作家たちと天使たちはもう一つの特質を共有している。 ―― つまり、とらえどころが見つけにくかったり、物ごとの進展の邪魔にならないように振る舞う傾向がある。わたしたちの最高の作家たちは彼らの著書に自分自身のことを隠してしまう。同様に天使たちもまた、ほとんどの場合、目に見えず、聞こえない。また、気配に気づかれることもなく、その音が聞かれることもない。というのは、超越とは、わたしたちに押し付けられることが出来ないものである。超越性は叫ばない。メガホンで自分の存在を知らせることもしない。道路にある掲示板に広告を出して自らを宣伝もしない。超越は決して強引なものではない。

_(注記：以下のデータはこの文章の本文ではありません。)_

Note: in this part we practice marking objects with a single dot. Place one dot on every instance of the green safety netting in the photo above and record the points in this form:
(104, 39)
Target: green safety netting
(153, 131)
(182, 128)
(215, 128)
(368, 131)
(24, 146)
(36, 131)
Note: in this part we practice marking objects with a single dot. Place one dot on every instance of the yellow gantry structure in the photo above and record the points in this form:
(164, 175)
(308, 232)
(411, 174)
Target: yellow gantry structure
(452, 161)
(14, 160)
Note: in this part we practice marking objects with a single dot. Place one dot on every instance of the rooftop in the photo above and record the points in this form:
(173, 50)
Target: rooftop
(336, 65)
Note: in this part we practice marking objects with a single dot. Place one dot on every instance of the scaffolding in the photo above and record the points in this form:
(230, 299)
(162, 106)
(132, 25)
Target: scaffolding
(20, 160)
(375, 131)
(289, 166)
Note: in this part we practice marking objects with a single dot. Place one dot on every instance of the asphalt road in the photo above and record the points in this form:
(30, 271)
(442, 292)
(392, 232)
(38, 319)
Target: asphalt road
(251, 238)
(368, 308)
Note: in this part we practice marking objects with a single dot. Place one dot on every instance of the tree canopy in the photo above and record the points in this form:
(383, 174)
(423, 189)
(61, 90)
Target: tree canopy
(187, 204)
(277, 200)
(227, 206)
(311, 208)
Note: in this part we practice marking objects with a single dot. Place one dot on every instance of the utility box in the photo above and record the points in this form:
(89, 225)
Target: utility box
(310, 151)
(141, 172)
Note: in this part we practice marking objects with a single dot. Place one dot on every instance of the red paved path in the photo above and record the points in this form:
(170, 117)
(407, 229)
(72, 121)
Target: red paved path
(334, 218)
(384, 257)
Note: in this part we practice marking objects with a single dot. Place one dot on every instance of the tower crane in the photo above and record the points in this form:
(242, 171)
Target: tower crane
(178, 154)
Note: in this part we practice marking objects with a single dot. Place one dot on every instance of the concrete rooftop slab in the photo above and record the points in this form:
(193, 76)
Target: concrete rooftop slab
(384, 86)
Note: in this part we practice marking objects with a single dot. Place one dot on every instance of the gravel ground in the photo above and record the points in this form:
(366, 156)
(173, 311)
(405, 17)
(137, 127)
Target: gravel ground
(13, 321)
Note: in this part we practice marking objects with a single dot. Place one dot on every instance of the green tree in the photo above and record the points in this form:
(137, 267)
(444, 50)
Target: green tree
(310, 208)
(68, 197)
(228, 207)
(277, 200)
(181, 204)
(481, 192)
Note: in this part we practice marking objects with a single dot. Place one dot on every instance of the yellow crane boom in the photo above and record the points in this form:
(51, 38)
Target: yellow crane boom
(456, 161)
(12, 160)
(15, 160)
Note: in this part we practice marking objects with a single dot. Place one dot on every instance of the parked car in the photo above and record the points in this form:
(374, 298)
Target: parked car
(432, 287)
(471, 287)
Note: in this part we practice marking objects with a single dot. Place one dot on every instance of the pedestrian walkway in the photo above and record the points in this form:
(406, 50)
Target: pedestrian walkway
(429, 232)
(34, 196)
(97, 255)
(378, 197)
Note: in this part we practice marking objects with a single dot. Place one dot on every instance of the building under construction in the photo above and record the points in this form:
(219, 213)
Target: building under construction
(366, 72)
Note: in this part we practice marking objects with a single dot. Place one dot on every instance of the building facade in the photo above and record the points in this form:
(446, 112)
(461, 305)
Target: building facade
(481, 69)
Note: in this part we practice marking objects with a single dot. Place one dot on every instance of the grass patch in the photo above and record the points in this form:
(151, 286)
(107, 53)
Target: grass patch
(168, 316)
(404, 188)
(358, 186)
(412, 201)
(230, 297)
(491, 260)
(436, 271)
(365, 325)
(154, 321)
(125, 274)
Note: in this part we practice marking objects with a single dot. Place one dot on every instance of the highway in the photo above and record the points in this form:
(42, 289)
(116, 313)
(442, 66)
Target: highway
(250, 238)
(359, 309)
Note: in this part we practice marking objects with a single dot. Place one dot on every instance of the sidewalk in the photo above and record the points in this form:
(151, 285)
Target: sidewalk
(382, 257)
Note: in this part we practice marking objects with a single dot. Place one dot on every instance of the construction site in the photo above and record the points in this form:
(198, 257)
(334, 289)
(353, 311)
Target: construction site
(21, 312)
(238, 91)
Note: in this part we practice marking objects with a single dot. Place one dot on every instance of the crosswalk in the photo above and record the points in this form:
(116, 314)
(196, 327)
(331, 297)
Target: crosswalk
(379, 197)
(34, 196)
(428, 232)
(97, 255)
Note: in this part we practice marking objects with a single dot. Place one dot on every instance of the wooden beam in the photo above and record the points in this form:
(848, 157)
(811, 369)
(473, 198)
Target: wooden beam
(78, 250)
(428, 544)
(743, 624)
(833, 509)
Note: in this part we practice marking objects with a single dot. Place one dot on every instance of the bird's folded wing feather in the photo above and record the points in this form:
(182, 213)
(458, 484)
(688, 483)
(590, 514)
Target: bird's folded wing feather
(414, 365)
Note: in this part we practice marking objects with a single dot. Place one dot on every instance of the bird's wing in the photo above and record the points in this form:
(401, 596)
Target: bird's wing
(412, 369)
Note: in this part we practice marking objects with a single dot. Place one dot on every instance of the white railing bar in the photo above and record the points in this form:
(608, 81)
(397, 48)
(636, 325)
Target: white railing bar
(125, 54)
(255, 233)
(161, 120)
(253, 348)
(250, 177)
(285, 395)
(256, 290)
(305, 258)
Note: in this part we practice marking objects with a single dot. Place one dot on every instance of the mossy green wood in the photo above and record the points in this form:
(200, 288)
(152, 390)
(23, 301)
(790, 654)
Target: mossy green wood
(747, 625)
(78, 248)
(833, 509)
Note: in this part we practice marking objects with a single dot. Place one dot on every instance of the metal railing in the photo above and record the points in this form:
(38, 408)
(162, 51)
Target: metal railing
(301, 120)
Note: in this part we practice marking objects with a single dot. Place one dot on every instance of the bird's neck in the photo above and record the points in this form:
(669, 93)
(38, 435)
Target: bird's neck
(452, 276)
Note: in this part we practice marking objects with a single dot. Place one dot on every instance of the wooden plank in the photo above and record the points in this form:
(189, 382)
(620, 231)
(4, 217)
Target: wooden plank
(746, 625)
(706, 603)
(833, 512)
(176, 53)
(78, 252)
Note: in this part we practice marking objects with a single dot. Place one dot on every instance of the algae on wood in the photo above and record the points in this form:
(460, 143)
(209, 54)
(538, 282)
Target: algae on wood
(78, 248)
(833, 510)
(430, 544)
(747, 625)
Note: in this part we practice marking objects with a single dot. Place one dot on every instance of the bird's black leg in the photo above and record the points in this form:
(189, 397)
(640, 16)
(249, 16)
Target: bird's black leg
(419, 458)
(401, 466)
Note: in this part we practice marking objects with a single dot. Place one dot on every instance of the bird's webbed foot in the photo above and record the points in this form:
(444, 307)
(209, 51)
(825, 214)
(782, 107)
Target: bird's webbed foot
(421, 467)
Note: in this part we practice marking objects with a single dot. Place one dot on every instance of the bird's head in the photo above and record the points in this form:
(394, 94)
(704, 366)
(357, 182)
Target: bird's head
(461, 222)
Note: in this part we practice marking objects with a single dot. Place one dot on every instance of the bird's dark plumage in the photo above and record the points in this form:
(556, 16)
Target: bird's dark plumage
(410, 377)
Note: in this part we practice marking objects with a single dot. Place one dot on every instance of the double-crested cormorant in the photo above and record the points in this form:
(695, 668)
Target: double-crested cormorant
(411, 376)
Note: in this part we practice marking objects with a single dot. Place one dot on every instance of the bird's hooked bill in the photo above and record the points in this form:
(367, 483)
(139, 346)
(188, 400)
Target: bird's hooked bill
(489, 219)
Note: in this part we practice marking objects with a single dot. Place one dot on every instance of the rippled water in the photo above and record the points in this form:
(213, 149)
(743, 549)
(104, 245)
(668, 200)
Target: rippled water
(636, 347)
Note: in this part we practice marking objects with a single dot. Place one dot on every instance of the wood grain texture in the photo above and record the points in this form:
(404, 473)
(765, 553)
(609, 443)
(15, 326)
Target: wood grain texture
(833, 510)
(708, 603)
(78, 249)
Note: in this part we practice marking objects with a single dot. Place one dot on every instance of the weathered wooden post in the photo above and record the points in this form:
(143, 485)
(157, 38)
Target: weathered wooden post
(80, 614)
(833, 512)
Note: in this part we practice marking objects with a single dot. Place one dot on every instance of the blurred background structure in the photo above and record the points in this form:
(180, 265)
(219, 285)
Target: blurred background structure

超越に触れるためには、それに気づくことが必要である。超越について証しする人が超越性を生み出すわけではない。超越は既に「ここ」や「あそこ」に存在している。しかし、わたしたちが慌ててどこか別な場所でそれを手に入れようとすれば、超越を見逃してしまう。ここには、いつも目に見える以上のものがある。わたしたちは多くの場合、見逃している。銀行に行くために急いで道路を渡る時に、わたしのシャツの袖をつかみ引き戻し、見落としたものを教えてくれる友人が必要なのである。肩をトントンと叩き、延々と続く街の噂話の論評を中断させ、真理のことを聞くことが出来るようにする友人が必要なのである。わたしたちには超越がここにあることを話す証人が必要なのである。つまり、作家たちや天使たちが必要なのである。わたしたちが立ち止まり、見て、聞く、作家たちや天使たちが必要なのだ。
イエスは言われた。
「父よ、御名の栄光を現わしてください」
すると天から声が聞こえた。
「わたしは既に栄光を現わした。
再び栄光を現わそう。」
そばにいた群衆は、これを聞いて「雷だ」と言い、
ほかの者たちには「天使がこの人に話しかけたのだ」と言った。
―― ヨハネによる福音書12章28~29節
*引用される「聖書の言葉」はピーターソンさんの翻訳・翻案を訳したものです。